Jerri Lin Nielsen (born March 1, 1952) is an American physician whose harrowing medical emergency at an Antarctic research station aroused international media attention. With ghostwriter Maryanne Vollers, Nielsen's story was told in the autobiographical book Ice Bound: A Doctor's Incredible Story of Survival at the South Pole, which relates the story of her discovery by self-examination that she had developed breast cancer while serving at the Amundsen-Scott South Pole Station during the Antarctic winter of 1999.

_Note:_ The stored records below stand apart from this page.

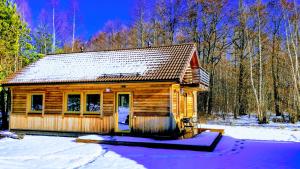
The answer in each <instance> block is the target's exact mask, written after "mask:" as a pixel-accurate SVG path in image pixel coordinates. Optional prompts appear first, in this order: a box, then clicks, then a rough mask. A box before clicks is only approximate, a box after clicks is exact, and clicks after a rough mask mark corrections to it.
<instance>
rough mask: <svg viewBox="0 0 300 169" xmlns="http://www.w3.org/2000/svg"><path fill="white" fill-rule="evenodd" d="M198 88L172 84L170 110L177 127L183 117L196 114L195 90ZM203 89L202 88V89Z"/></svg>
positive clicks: (179, 126)
mask: <svg viewBox="0 0 300 169" xmlns="http://www.w3.org/2000/svg"><path fill="white" fill-rule="evenodd" d="M199 90H201V89H199V88H186V87H184V86H180V85H179V84H173V85H172V112H173V115H174V119H175V121H176V124H177V125H178V127H179V128H182V126H181V122H180V120H181V119H182V118H183V117H187V118H192V117H193V116H195V115H197V91H199ZM203 90H204V89H203Z"/></svg>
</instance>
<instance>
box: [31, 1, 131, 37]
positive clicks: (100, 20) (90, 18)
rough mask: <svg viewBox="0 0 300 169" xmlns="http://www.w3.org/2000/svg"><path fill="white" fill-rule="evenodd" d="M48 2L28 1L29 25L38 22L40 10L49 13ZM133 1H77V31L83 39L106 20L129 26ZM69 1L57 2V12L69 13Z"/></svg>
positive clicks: (106, 21) (97, 30)
mask: <svg viewBox="0 0 300 169" xmlns="http://www.w3.org/2000/svg"><path fill="white" fill-rule="evenodd" d="M50 2H51V1H50V0H28V5H29V8H30V11H31V24H32V26H33V27H34V26H35V24H36V23H37V22H38V16H39V14H40V12H41V9H45V10H47V11H51V5H50ZM134 2H135V0H78V4H79V20H78V22H79V24H80V25H79V29H78V31H79V32H78V33H79V35H80V36H82V37H83V38H84V39H88V38H90V37H91V36H92V35H93V34H95V33H97V32H98V31H99V30H101V28H102V27H103V26H104V24H105V23H106V22H107V21H108V20H118V21H120V22H122V23H124V24H130V22H131V20H132V14H133V8H134ZM70 11H71V0H59V4H58V12H70Z"/></svg>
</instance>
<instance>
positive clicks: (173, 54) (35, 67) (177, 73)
mask: <svg viewBox="0 0 300 169" xmlns="http://www.w3.org/2000/svg"><path fill="white" fill-rule="evenodd" d="M195 51H196V47H195V45H194V44H182V45H172V46H161V47H147V48H136V49H122V50H121V49H120V50H107V51H97V52H83V53H69V54H57V55H47V56H45V57H44V58H42V59H39V60H38V61H37V62H35V63H33V64H31V65H29V66H27V67H25V68H24V69H22V70H21V71H19V72H17V73H15V74H14V75H13V76H11V77H10V78H8V79H7V81H6V82H4V83H3V84H31V83H61V82H115V81H155V80H157V81H161V80H164V81H168V80H170V81H181V80H182V78H183V76H184V73H185V70H186V68H187V67H188V65H189V63H190V60H191V58H192V55H193V53H194V52H195Z"/></svg>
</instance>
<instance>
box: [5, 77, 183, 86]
mask: <svg viewBox="0 0 300 169" xmlns="http://www.w3.org/2000/svg"><path fill="white" fill-rule="evenodd" d="M151 82H170V83H172V82H175V83H180V80H179V79H178V78H175V79H156V80H155V79H154V80H115V81H97V80H94V81H70V82H68V81H61V82H33V83H3V84H0V86H2V87H10V86H24V85H30V86H34V85H64V84H119V83H151Z"/></svg>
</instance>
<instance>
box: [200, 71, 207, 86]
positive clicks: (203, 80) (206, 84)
mask: <svg viewBox="0 0 300 169" xmlns="http://www.w3.org/2000/svg"><path fill="white" fill-rule="evenodd" d="M199 74H200V76H199V78H200V83H202V84H203V85H206V86H208V85H209V73H208V72H207V71H206V70H204V69H203V68H200V69H199Z"/></svg>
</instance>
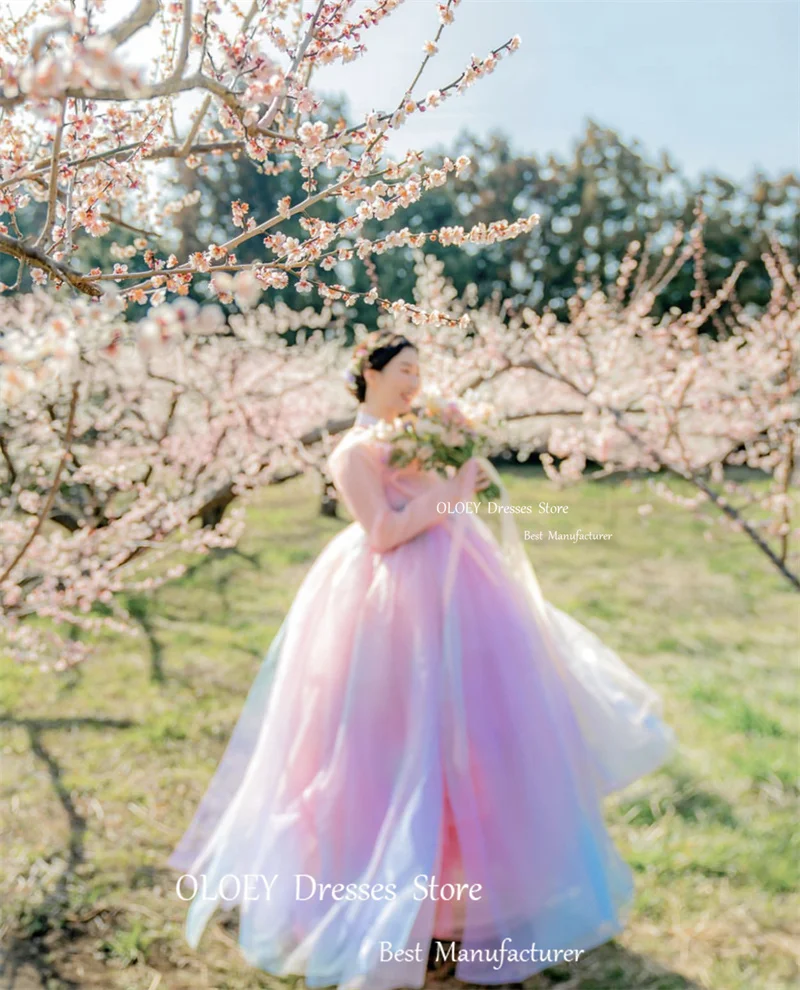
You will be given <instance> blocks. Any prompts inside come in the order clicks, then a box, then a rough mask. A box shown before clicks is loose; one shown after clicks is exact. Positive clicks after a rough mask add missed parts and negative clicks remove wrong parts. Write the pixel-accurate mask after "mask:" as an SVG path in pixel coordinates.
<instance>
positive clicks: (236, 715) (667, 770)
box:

Nielsen's saga began in 1999, when she took a year's sabbatical at the Amundsen-Scott South Pole Station on Antarctica. This perilous region experiences almost total darkness for six months of the year, and in winter the temperature remains steady at around 85 below zero Fahrenheit (−65 degrees Celsius).

In the course of her work at the research station, Nielsen discovered a lump in her breast. After consulting U.S. physicians via email, she performed a biopsy upon herself, and later began self-administered chemotherapy treatments using supplies from a risky July cargo drop to ensure her survival until conditions permitted her rescue several months later. She was picked up in an equally dangerous mid-October landing in a LC-130 Hercules.

Nielsen's case has some similarities to Dr. Leonid Rogozov's, who was forced to remove his own appendix while trapped in the Antarctic winter at Novolazarevskaya research station in 1961.

[edit] Book and film

Nielsen told her story Ice Bound: A Doctor's Incredible Story of Survival at the South Pole, which became a New York Times bestseller.

In 2001, Dr. Nielsen was interviewed by popular TV talk-show host Rosie O'Donnell.

In 2003 CBS released a made-for-TV movie Ice Bound, starring Susan Sarandon.

In 2008, the Fox Network show House aired the episode "Frozen," in which the team must somehow, via teleconference, diagnose and treat a stricken psychiatrist at the South Pole.